Milkingstead Wood
- Location of Milkingstead Wood.
- Area of search: Cumbria
- Grid reference: SD153996
- Coordinates: 54°23′06″N 3°18′22″W﻿ / ﻿54.385°N 3.306°W
- Area: 34.5 acres (0.14 km^{2}; 0.054 sq mi)
- Notification date: 1986

= Milkingstead Wood =

Protected area in Cumbria, England

Milkingstead Wood is a Site of Special Scientific Interest (SSSI) within the Lake District National Park in Cumbria, England. It is located 1km south east of Eskdale Green in the valley of the River Esk (Eskdale). This site is important because of the fern species present.

This site used to be part of Dalegarth Force and Woods SSSI.

== Biology ==
The woodland has a variety of different tree species including pedunculate oak, downy birch, alder and rowan. Oak trees in this woodland were probably historically managed using coppicing. The woodland floor is also varied and includes dry rocky outcrops and also wet peat.
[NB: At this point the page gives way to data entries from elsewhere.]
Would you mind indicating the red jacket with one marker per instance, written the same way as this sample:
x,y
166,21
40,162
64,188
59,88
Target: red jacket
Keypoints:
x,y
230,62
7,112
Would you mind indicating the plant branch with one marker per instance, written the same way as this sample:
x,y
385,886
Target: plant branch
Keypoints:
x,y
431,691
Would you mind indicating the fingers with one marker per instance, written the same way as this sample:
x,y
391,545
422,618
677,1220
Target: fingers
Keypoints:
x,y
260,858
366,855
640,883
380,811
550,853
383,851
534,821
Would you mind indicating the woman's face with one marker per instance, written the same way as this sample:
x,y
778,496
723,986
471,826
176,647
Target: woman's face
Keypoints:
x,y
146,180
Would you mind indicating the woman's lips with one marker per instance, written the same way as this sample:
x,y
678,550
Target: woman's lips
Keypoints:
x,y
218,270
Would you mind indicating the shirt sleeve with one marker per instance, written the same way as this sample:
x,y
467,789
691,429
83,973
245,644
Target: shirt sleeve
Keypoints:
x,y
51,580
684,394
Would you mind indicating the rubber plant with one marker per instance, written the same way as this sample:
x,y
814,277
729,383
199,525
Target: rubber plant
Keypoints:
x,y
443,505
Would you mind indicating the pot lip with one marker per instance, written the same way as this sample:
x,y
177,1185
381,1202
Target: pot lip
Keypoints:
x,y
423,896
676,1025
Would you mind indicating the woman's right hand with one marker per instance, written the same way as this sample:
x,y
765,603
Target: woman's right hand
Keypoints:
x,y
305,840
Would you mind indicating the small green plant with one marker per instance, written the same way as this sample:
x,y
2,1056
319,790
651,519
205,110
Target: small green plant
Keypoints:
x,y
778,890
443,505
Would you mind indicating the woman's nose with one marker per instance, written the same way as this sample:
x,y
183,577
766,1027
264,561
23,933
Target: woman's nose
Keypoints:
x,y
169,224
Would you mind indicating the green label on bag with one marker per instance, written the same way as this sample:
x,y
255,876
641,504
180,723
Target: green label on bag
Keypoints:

Fern species include Tunbridge filmy fern, lemon scented fern, male fern, buckler fern and beech fern. Moss species include the large rounded hummocks of Leucobryum glaucum. Herb species in this protected area include common cow-wheat, white climbing fumitory, greater stitchwort, bluebell, wood sorrel and heath spotted orchid.

== Geology ==
The rocks underlying Milkingstead Wood are granite (referred to as Eskdale Granite) and this rock type forms vertical cliffs within this protected area.

== Land ownership ==
All of the land within Milkingstead Wood SSSI is owned by the National Trust.